Significant Decrease             2.25%     2.24%       2.33%        2.30%

No Significant Trend          85.73%    85.80%     85.55%      86.37%

No Calculation                      7.86%      7.68%       7.94%        7.24%


The v-3.20 datasets  have the following trends within various durations:

Excluding 'No Calculation" data, annual maximum observations with 'No Significant Trend' represents 92-94% of series, with an average of 93.0%. Excluding the 'No Calc' data results in an average of 4.5% significant increases and 2.5% significant decreases.

The following chart shows that majority of station data show no statistically significant trend.

There has not been any appreciable change in the annual maximum rainfall trends considering earlier datasets (see v-2.30 to v-3.00 update https://www.cityfloodmap.com/2020/02/annual-maximum-rainfall-trends-in.html)

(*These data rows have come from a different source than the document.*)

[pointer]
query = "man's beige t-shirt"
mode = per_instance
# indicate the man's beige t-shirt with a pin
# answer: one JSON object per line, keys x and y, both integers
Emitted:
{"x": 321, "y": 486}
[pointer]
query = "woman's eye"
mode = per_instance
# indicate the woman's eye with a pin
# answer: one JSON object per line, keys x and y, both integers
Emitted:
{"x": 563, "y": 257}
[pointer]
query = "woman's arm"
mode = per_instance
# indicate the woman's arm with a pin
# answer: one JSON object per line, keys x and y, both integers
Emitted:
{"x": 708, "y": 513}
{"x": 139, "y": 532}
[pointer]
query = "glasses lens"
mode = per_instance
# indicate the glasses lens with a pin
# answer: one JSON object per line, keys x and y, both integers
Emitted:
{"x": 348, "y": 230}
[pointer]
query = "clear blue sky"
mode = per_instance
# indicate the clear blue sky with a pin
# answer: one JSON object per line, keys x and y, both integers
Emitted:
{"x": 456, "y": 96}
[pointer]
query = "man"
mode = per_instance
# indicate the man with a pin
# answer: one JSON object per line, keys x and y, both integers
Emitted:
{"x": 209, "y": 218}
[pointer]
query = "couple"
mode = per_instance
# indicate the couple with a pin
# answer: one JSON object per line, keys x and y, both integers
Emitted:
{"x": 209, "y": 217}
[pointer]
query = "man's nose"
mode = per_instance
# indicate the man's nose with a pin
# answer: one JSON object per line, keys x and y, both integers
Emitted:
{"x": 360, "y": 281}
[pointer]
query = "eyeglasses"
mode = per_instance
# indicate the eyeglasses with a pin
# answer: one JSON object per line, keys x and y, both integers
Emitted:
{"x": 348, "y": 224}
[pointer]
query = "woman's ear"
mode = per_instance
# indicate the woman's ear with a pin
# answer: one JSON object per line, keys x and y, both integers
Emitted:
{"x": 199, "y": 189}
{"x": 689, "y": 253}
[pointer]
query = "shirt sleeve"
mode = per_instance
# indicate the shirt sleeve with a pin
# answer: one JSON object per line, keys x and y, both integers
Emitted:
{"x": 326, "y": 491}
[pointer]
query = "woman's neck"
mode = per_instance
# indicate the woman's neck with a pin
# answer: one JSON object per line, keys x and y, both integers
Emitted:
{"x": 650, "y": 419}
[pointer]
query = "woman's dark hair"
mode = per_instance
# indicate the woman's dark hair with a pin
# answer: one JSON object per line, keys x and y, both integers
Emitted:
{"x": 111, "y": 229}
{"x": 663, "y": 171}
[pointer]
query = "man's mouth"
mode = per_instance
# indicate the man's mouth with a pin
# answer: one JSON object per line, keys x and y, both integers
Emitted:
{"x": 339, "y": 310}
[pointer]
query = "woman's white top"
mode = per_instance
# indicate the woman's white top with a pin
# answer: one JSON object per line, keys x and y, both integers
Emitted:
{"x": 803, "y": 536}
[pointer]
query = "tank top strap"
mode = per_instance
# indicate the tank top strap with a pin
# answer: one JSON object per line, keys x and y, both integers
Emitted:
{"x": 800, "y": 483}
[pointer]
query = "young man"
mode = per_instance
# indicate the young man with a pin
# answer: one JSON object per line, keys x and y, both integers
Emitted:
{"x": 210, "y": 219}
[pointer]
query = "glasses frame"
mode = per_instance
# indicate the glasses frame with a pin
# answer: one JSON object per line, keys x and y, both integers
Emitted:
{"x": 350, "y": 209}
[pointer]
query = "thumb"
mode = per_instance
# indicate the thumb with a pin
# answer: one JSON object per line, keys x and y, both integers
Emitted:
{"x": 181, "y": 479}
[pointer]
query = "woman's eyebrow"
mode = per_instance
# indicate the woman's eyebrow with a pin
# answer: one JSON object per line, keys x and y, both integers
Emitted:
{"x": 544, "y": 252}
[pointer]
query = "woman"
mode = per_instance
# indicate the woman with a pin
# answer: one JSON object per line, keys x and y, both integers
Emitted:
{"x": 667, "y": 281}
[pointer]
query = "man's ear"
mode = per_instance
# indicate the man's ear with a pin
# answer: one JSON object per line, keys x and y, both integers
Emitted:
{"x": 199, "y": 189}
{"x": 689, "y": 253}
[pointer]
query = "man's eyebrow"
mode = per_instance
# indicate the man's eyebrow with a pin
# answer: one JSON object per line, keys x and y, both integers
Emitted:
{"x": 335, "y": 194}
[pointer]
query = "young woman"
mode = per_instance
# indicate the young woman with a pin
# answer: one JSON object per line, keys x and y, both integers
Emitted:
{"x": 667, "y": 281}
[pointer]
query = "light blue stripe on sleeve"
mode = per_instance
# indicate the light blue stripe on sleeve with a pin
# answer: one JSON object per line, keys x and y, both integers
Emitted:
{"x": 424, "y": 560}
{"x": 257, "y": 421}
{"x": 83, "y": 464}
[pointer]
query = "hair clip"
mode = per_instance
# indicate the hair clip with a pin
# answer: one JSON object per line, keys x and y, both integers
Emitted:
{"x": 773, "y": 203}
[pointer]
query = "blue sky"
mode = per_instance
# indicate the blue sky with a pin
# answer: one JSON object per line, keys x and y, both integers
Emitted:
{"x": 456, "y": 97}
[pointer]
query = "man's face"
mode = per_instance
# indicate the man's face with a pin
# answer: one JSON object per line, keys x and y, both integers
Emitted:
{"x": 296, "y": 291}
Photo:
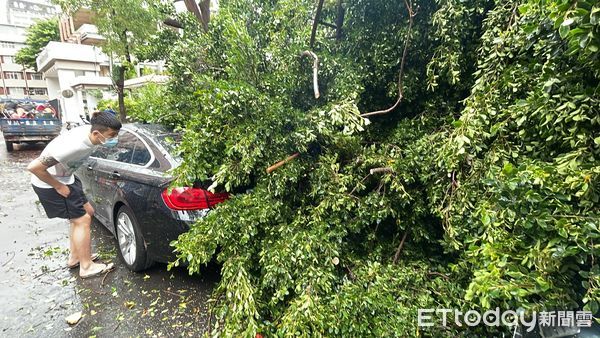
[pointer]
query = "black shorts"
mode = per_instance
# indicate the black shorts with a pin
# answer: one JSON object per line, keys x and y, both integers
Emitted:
{"x": 57, "y": 206}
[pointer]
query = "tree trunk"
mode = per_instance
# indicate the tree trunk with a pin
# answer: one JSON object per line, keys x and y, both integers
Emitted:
{"x": 120, "y": 93}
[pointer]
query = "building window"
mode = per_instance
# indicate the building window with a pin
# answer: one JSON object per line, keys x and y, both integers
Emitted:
{"x": 8, "y": 59}
{"x": 38, "y": 91}
{"x": 16, "y": 90}
{"x": 13, "y": 76}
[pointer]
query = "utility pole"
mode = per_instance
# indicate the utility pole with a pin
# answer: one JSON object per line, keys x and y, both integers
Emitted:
{"x": 26, "y": 83}
{"x": 3, "y": 82}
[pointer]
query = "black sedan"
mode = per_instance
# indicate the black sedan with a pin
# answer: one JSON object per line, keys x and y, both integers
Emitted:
{"x": 128, "y": 186}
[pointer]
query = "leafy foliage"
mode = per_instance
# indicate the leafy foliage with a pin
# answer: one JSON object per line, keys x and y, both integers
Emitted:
{"x": 38, "y": 36}
{"x": 491, "y": 193}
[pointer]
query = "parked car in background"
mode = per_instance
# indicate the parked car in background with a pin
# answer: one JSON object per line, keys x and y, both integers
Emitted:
{"x": 128, "y": 186}
{"x": 21, "y": 122}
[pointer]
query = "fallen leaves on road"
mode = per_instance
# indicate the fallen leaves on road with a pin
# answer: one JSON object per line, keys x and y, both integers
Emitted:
{"x": 74, "y": 318}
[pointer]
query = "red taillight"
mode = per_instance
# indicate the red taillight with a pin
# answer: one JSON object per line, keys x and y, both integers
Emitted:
{"x": 192, "y": 198}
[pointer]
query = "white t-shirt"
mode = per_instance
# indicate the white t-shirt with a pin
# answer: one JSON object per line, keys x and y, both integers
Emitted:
{"x": 70, "y": 149}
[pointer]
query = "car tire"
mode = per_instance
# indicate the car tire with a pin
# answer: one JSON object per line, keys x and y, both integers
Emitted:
{"x": 130, "y": 242}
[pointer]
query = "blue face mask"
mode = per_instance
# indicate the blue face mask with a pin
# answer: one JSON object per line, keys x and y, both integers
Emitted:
{"x": 111, "y": 142}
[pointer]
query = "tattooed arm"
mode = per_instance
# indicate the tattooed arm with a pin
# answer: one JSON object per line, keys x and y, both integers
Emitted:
{"x": 39, "y": 167}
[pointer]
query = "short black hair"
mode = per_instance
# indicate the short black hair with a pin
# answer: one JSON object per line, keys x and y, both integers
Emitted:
{"x": 102, "y": 121}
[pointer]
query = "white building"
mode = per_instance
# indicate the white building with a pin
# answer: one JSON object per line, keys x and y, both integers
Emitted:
{"x": 15, "y": 17}
{"x": 77, "y": 73}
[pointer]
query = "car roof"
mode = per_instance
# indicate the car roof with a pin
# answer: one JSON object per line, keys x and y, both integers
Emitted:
{"x": 149, "y": 129}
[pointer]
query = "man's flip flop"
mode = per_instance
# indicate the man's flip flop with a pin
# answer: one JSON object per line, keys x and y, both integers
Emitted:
{"x": 95, "y": 256}
{"x": 107, "y": 268}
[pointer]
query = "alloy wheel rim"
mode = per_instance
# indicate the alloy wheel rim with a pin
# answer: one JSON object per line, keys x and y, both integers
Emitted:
{"x": 126, "y": 238}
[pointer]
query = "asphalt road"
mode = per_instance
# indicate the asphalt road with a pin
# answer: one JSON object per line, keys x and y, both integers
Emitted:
{"x": 38, "y": 292}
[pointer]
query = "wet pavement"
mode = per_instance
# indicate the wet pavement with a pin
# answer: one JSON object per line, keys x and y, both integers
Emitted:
{"x": 38, "y": 292}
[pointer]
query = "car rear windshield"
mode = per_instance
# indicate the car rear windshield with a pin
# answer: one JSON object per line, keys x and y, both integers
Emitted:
{"x": 170, "y": 142}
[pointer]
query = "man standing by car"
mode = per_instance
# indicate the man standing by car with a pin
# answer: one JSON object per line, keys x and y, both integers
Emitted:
{"x": 61, "y": 193}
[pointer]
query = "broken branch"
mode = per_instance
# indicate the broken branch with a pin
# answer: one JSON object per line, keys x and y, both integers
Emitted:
{"x": 397, "y": 255}
{"x": 385, "y": 170}
{"x": 315, "y": 71}
{"x": 280, "y": 163}
{"x": 411, "y": 15}
{"x": 315, "y": 23}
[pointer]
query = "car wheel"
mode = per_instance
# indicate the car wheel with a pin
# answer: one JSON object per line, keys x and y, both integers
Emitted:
{"x": 130, "y": 242}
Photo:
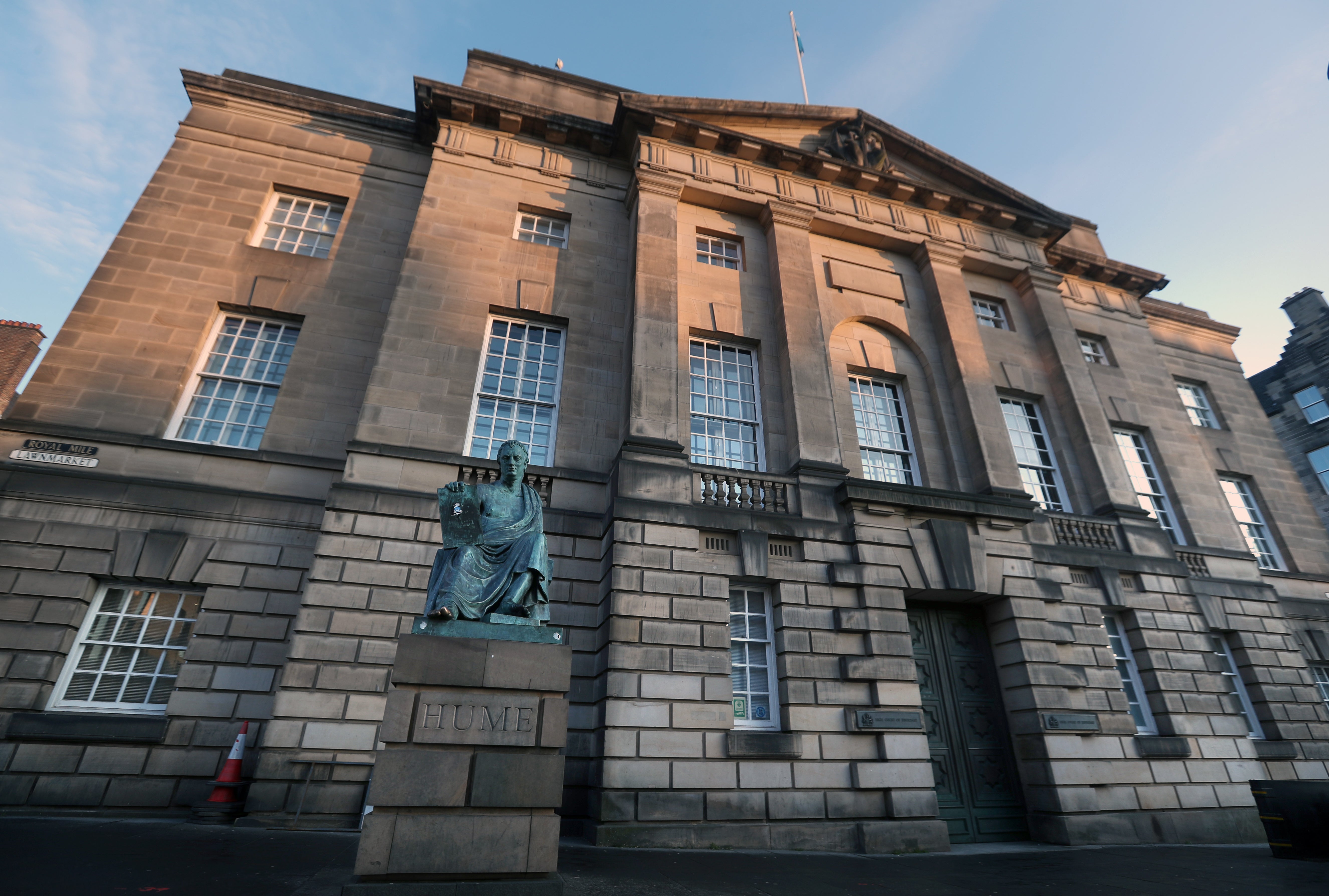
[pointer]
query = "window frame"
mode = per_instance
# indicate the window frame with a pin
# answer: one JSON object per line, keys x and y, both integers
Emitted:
{"x": 1306, "y": 409}
{"x": 59, "y": 704}
{"x": 1101, "y": 357}
{"x": 911, "y": 453}
{"x": 260, "y": 232}
{"x": 199, "y": 373}
{"x": 1323, "y": 475}
{"x": 759, "y": 425}
{"x": 1058, "y": 482}
{"x": 773, "y": 676}
{"x": 1145, "y": 459}
{"x": 1194, "y": 411}
{"x": 539, "y": 216}
{"x": 1226, "y": 659}
{"x": 1132, "y": 681}
{"x": 1003, "y": 317}
{"x": 1252, "y": 507}
{"x": 479, "y": 395}
{"x": 713, "y": 258}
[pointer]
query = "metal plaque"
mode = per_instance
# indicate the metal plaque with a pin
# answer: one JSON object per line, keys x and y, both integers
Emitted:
{"x": 888, "y": 720}
{"x": 47, "y": 458}
{"x": 1070, "y": 721}
{"x": 42, "y": 444}
{"x": 459, "y": 512}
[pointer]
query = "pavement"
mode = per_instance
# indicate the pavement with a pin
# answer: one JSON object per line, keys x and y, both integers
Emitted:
{"x": 97, "y": 857}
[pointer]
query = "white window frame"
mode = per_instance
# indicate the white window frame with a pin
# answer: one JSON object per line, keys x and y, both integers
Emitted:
{"x": 1195, "y": 399}
{"x": 533, "y": 234}
{"x": 323, "y": 237}
{"x": 1312, "y": 403}
{"x": 1229, "y": 669}
{"x": 717, "y": 252}
{"x": 480, "y": 394}
{"x": 1130, "y": 673}
{"x": 60, "y": 704}
{"x": 991, "y": 313}
{"x": 1320, "y": 673}
{"x": 1094, "y": 352}
{"x": 1255, "y": 530}
{"x": 759, "y": 435}
{"x": 896, "y": 397}
{"x": 201, "y": 373}
{"x": 744, "y": 694}
{"x": 1319, "y": 461}
{"x": 1064, "y": 506}
{"x": 1146, "y": 482}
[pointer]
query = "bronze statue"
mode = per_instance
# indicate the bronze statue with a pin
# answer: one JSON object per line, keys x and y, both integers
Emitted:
{"x": 494, "y": 557}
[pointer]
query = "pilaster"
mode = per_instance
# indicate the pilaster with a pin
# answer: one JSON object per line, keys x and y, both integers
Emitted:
{"x": 653, "y": 414}
{"x": 805, "y": 362}
{"x": 983, "y": 431}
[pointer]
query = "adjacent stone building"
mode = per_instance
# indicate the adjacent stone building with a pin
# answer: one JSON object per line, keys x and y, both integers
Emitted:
{"x": 887, "y": 510}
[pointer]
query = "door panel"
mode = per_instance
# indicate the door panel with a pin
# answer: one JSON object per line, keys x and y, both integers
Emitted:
{"x": 977, "y": 789}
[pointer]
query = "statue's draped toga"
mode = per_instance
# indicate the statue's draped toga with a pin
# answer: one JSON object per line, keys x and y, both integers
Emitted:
{"x": 472, "y": 579}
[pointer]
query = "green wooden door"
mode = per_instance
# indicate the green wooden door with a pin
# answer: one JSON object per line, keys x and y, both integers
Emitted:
{"x": 977, "y": 786}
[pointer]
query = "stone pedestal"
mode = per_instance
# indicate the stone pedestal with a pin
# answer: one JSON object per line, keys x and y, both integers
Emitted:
{"x": 466, "y": 788}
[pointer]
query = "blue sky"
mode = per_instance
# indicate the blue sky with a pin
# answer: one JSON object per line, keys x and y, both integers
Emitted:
{"x": 1195, "y": 135}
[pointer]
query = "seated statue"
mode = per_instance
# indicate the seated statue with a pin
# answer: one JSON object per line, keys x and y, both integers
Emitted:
{"x": 507, "y": 568}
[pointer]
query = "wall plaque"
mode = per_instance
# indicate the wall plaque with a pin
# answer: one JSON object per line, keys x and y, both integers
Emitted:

In Canada, the number of stations with annual series used to derive extreme rainfall statistics continues to increase. A previous post explored how manually-operated climate stations have been declining while this increase occurs (link: https://www.cityfloodmap.com/2020/06/do-we-have-enough-climate-stations-in.html). In 1990 there were only 11,268 station-years of data. Today with 17,133 station-years of data we have 52% more information to guide assessments of extreme rainfall.  

This table summarizes the rise in climate station count and rise in station-years as new data is added.

Some have confused the decline in manual stations with a decline in overall data (see the above post). This chart shows the rise in climate stations with IDF data used for engineering design (orange lines), along with the decline in manual station data (blue bars).